- O Brasil se comprometeu a restaurar 12 milhões de hectares até 2030.
- Desafios incluem altos custos de plantio e falta de dados sobre espécies nativas.
- Pesquisa indica que técnicas de manejo podem antecipar em até 13 anos o corte de árvores nativas.
- As técnicas propostas, como adubação e controle de espaçamento, podem aumentar a produtividade em 38%.
- O estudo foi realizado em 13 áreas de restauração florestal em São Paulo, focando em espécies como jatobá e ipê-roxo.
O Brasil se comprometeu a restaurar 12 milhões de hectares até 2030, enfrentando desafios como altos custos de plantio e a falta de dados sobre o crescimento de espécies nativas. Uma nova pesquisa publicada na revista *Perspectives in Ecology and Conservation* sugere que técnicas de manejo podem antecipar em até 13 anos o corte de árvores nativas, aumentando a produtividade e atraindo proprietários para a restauração florestal.
As técnicas propostas incluem adubação, correção do solo, desbaste e controle de espaçamento em projetos com espécies nativas. Segundo o pesquisador Pedro Medrado Krainovic, que liderou o estudo, essas práticas podem reduzir em 25% o tempo necessário para a colheita, aumentando em 38% a produtividade por área. Isso pode ajudar a abastecer a indústria madeireira, diminuindo a pressão sobre biomas como a Amazônia.

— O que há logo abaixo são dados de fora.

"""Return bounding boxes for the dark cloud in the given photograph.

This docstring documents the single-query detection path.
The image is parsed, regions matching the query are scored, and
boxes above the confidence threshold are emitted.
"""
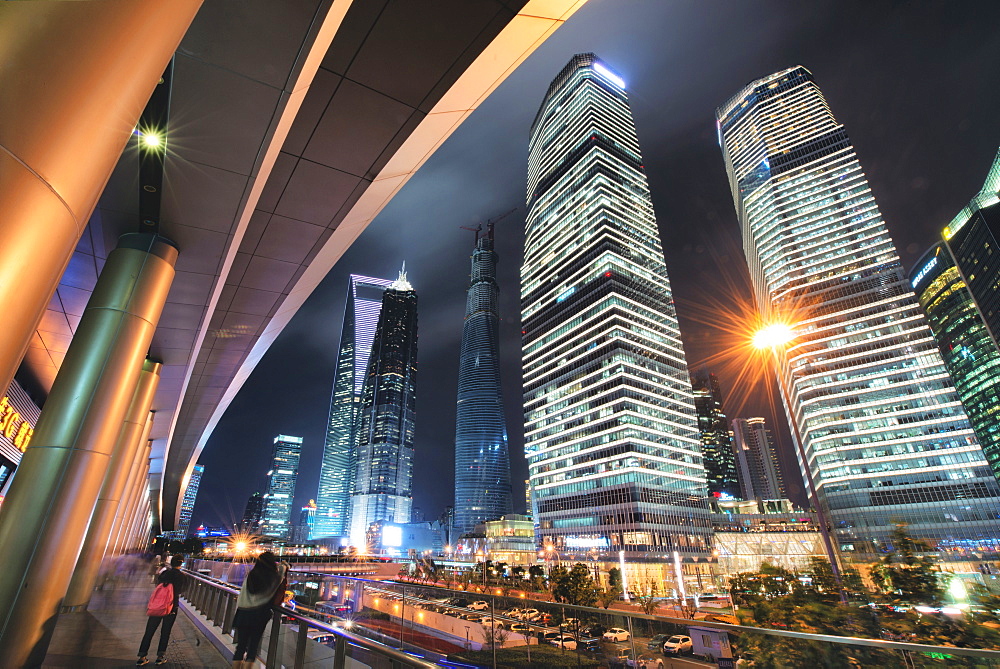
[195,0,1000,523]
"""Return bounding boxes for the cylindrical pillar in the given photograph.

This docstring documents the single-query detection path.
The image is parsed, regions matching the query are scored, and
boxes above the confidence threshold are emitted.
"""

O estudo avaliou 13 áreas de restauração florestal em São Paulo, com alta diversidade de espécies nativas. Os pesquisadores acompanharam o crescimento de dez espécies arbóreas de valor comercial, como jatobá, ipê-roxo, jequitibá-rosa e cedro-rosa, para modelar o tempo até atingirem o diâmetro de corte. Embora muitas dessas espécies estejam protegidas por lei, os dados fornecem subsídios técnicos para ampliar o uso futuro na restauração produtiva.
Iniciativas e Prêmios
O projeto, parte do Programa Biota-Fapesp, busca soluções sustentáveis para o combate a desastres ambientais e mudanças climáticas. O Prêmio Jovem Cientista, que incentiva pesquisas nessa área, já está com inscrições encerradas. A premiação inclui laptops, bolsas do CNPq e valores entre R$ 12 mil a R$ 40 mil em cinco categorias, destacando a importância da ciência e inovação no enfrentamento das mudanças climáticas.